Carros elétricos são uma excelente solução, mas para quem tem a carteira pesada e sítio onde o pôr a carregar durante a noite, ou que não se importe de 3 vezes por semana passar o serão no posto ligado à tomada.

Motinha e bicicleta elétrica é muito agradável, desde que o tempo esteja ameno, o tipo se desloque num raio máximo de 10kms à volta de casa, sozinho e de mochila às costas.

Agora experimente ir até ao Peso da Régua, passear por Lamego, Pinhão. Experimente andar pelo Marão. Olhe para as casas e para as distâncias. Imaginem-se a viver ali, trabalhar ali, levar filhos à escola ali, comprar mercearia ali. Que soluções estamos a criar para essas pessoas? Zero! Muitas, muitas pessoas mesmo, para quem o carro é a única opção, que só levam com a parte negativa do incentivo. Só servem para pagar imposto.

Quem é que, vivendo no interior, sem ser autarca (ou amigo de um autarca), consegue trocar o Clio de 95 por um Nissan Leaf? Quem é que, tendo que levar miúdos à escola, tendo o supermercado mais próximo a 10 kms de casa e estradas congeladas no inverno, se safa com uma motinha ou bicicleta elétrica? Esses, do interior, que não têm dinheiro para Leafs, que não têm transportes públicos à altura, para quem o carro é a única opção (e rezemos que não avarie), resta-lhes pagar combustíveis dos mais caros da Europa para o Estado poder “dar” passes sociais, “dar” dinheiro para comprar motinhas e bicicletas… a quem vive nos centros urbanos e ganha mais que eles.

Mas isto das bicicletas até faz sentido

Faz sentido, ou faria se fosse iniciativa local, alimentada pelo orçamento local, para resolver problemas locais. Se fosse o Medina ou o Moreira a pôr de parte 250.000€ do orçamento do município para munir os seus munícipes de bicicletas, reduzir o número de carros no centro, melhorar a qualidade do ar, melhorar a mobilidade e promover um estilo de vida mais saudável, até aplaudia de pé. Se fosse uma redução no IVA de bicicletas normais e elétricas, também era capaz de apoiar. Mas vindo do Governo da forma como vem, isto não é mais que eleitoralismo barato (literalmente), um sintoma de que para quem manda na coutada Portugal é Lisboa, onde estão os votantes, e o resto é paisagem onde pastam contribuintes.

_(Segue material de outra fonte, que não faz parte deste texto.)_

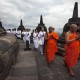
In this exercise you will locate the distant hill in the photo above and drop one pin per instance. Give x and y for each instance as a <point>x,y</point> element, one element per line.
<point>59,30</point>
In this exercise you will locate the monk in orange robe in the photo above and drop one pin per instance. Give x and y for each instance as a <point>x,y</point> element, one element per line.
<point>71,48</point>
<point>51,46</point>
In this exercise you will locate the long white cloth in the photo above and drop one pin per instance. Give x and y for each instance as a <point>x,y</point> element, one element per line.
<point>18,34</point>
<point>24,32</point>
<point>35,39</point>
<point>27,36</point>
<point>41,36</point>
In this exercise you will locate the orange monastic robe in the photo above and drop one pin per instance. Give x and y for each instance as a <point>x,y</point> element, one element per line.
<point>51,46</point>
<point>72,52</point>
<point>79,47</point>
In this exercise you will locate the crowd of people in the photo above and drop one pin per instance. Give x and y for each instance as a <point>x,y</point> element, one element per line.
<point>46,43</point>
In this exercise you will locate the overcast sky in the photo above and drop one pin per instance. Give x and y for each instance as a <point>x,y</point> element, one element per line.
<point>55,12</point>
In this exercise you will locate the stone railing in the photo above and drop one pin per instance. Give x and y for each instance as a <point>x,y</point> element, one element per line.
<point>8,52</point>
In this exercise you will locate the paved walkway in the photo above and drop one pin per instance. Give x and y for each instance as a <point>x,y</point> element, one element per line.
<point>57,71</point>
<point>25,67</point>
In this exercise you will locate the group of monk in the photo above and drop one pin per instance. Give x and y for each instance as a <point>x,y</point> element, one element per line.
<point>72,47</point>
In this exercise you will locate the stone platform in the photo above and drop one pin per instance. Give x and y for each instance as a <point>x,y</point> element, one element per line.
<point>25,67</point>
<point>31,65</point>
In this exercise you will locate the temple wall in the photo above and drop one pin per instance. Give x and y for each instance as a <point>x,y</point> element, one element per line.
<point>8,52</point>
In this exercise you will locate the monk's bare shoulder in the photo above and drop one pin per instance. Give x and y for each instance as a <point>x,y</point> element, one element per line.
<point>68,33</point>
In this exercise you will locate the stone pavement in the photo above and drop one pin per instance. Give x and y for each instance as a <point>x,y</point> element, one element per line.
<point>25,67</point>
<point>57,71</point>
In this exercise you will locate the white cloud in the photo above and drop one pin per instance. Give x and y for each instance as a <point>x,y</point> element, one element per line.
<point>55,12</point>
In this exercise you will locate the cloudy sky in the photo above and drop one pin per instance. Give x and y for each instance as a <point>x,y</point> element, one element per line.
<point>55,12</point>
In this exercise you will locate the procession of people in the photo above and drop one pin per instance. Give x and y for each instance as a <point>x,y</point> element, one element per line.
<point>46,43</point>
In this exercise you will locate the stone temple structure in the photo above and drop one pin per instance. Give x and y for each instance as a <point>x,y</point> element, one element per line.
<point>21,27</point>
<point>1,27</point>
<point>8,51</point>
<point>41,24</point>
<point>76,20</point>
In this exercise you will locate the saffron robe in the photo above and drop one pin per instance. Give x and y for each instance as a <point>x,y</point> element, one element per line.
<point>71,52</point>
<point>51,46</point>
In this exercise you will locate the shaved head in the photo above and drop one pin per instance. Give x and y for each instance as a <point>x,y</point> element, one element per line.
<point>73,27</point>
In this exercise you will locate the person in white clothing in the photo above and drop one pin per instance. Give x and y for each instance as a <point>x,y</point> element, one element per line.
<point>18,34</point>
<point>41,36</point>
<point>35,39</point>
<point>8,31</point>
<point>23,33</point>
<point>27,38</point>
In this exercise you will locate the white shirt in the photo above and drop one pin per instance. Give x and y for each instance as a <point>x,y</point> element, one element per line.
<point>41,35</point>
<point>27,36</point>
<point>18,34</point>
<point>35,36</point>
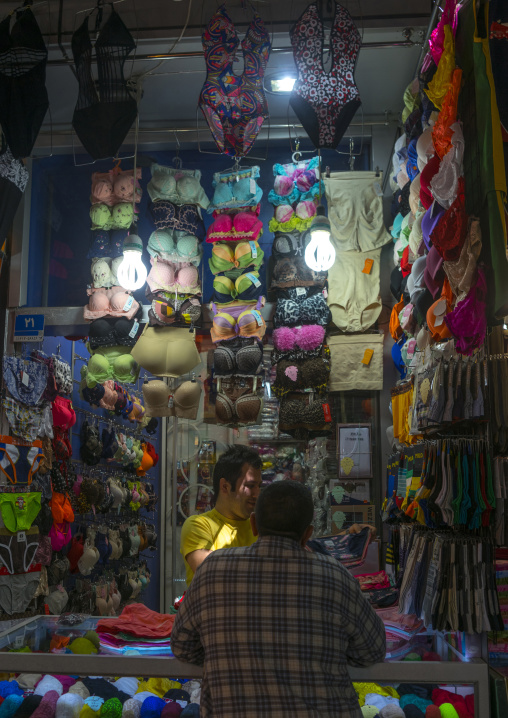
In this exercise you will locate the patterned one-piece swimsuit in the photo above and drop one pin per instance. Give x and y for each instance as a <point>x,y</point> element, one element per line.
<point>234,106</point>
<point>325,103</point>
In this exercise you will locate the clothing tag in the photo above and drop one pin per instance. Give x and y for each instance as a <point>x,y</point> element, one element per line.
<point>255,281</point>
<point>327,412</point>
<point>369,353</point>
<point>369,263</point>
<point>128,304</point>
<point>258,317</point>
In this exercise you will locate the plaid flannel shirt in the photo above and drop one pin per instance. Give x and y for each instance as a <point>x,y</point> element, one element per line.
<point>275,627</point>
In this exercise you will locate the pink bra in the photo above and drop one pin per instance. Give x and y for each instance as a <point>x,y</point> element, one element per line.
<point>114,302</point>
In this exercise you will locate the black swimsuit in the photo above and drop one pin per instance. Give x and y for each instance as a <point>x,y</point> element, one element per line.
<point>325,103</point>
<point>105,111</point>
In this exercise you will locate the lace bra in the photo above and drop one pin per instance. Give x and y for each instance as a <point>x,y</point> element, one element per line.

E os 250.000€ alocados a esta iniciativa, apesar de ser uma gota no oceano do orçamento do Estado, certamente poderia ser melhor empregue noutra coisa qualquer. Olhe, sei lá, por exemplo para fio de sutura que aparentemente está em falta no SNS.

Em suma, é uma medida inconsequente, míope, que na melhor hipótese gasta dinheiro de quem precisa para dar brinquedos a quem não precisa, e na pior mascara de ecologia uma habilidade para nos pôr a pagar mais impostos.